Вера немного помолчала, прежде чем начать:
– С сорок второго по сорок третий мы с Надей помогали раненым в госпиталях. Я ужасно боялась сперва, но она всегда учила не робеть, ведь им было куда хуже, чем нам. Пока Надя работала с медсёстрами, я пела больным, придумывала сценки, рассказывала сказки. Часто я приходила, и койка того, кто ещё вчера хлопал передо мной в ладоши, была пуста. Однажды один добряк умер у меня на глазах. Его ранили в голову. Мне рассказывали, я не могла упокоиться после этого больше недели.
– Я рад, что вы здесь.
– Я тоже. Но, боюсь, мне надо идти.
Мы почти одновременно встали из-за стола и оказались неожиданно близко друг к другу. Она потупила взгляд, а я смотрел на кудрявую макушку, чуть влажную от растаявшего снега, и сам не заметил, как зажал в руках ее тёплую ладонь.
– Вера, пожалуйста, останьтесь. Для меня это очень важно.
– Если сейчас я дам себя поцеловать, вы подумаете обо мне Бог весть что?

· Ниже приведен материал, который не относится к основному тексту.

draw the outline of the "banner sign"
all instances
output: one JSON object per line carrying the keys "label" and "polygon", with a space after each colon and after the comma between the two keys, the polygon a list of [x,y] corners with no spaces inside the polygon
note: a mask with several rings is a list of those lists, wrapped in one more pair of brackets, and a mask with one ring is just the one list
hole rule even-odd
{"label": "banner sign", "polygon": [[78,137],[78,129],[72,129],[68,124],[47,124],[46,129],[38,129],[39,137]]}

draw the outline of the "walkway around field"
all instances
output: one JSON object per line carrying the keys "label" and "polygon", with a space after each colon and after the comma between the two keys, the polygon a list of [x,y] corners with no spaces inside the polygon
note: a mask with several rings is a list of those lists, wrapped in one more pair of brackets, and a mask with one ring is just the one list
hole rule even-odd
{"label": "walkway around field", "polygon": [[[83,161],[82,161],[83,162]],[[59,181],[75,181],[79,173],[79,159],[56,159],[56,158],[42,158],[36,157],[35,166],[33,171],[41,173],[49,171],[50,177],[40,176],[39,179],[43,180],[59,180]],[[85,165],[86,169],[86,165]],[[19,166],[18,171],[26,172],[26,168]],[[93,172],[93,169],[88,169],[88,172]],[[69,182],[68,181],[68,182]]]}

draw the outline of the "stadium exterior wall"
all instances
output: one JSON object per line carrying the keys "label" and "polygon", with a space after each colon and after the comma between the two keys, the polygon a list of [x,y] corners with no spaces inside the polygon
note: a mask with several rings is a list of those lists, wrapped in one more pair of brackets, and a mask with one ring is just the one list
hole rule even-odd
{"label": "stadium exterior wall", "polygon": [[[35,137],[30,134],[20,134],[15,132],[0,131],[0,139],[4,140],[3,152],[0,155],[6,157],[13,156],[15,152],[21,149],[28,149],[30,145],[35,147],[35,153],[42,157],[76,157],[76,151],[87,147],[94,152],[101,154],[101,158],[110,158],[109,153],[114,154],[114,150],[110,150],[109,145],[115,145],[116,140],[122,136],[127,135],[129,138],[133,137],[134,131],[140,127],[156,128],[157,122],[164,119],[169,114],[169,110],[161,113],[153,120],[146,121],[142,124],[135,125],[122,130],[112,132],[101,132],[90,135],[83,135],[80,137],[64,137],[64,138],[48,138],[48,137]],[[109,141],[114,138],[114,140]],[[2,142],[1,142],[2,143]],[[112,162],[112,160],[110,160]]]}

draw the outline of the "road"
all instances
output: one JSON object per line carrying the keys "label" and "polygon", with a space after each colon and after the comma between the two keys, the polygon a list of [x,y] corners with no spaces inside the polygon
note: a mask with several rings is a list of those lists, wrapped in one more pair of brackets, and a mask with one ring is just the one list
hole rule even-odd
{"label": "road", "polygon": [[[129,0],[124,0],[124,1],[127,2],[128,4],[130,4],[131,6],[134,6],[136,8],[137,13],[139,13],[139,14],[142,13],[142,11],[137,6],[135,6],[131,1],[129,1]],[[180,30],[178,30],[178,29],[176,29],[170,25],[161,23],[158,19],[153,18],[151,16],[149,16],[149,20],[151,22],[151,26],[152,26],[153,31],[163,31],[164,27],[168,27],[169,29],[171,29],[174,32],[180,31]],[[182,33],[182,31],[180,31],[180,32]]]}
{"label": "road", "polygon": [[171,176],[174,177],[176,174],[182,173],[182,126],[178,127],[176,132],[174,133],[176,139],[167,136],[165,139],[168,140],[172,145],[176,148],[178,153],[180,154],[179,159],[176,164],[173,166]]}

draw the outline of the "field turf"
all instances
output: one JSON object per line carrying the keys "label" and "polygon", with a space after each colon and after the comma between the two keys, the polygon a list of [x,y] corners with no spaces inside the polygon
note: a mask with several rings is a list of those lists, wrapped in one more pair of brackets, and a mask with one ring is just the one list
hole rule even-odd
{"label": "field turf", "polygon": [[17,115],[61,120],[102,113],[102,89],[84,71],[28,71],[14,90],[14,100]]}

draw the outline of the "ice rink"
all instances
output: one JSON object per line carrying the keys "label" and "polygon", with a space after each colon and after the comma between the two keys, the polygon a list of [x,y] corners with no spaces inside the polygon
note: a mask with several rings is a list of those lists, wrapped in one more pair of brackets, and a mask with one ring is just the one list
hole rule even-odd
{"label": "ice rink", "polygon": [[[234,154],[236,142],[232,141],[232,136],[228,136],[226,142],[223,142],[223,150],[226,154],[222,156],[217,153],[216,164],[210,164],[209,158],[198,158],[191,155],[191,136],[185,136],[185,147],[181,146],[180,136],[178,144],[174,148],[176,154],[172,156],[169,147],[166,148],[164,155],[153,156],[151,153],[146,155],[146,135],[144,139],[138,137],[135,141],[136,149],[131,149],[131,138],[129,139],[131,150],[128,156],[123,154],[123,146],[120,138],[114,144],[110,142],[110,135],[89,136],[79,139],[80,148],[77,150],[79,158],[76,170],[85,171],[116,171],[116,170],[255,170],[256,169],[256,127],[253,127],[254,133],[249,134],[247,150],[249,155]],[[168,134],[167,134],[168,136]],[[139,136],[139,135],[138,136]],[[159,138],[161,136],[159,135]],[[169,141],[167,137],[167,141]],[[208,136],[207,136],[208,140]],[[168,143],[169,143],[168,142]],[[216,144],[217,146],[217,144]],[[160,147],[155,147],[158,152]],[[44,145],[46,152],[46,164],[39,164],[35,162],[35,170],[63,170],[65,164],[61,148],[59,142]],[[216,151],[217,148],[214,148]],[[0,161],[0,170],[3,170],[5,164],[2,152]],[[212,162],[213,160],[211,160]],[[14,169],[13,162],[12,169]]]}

– Разумеется, нет. А вы обо мне?
– Нисколько.
И я поцеловал ее. Она растерялась сперва, но не оттолкнула меня, не сопротивлялась, лишь крепче прижалась. Я гладил ее спину, волосы, и мне совсем не хотелось отпускать Веру. Какое-то время мы просто стояли, обнявшись, а потом я почувствовал, что меня обдало болезненным жаром, и она помогла мне лечь.
– Если после всего вы заболеете, я буду очень виноват.
– Не говорите ерунды. Моему здоровью можно позавидовать. Мне действительно пора. – Если потороплюсь, то ещё успею на трамвай.
– Я понимаю.
– Лев, отдыхайте, пожалуйста, и хорошенько лечитесь, – сказала она и ушла.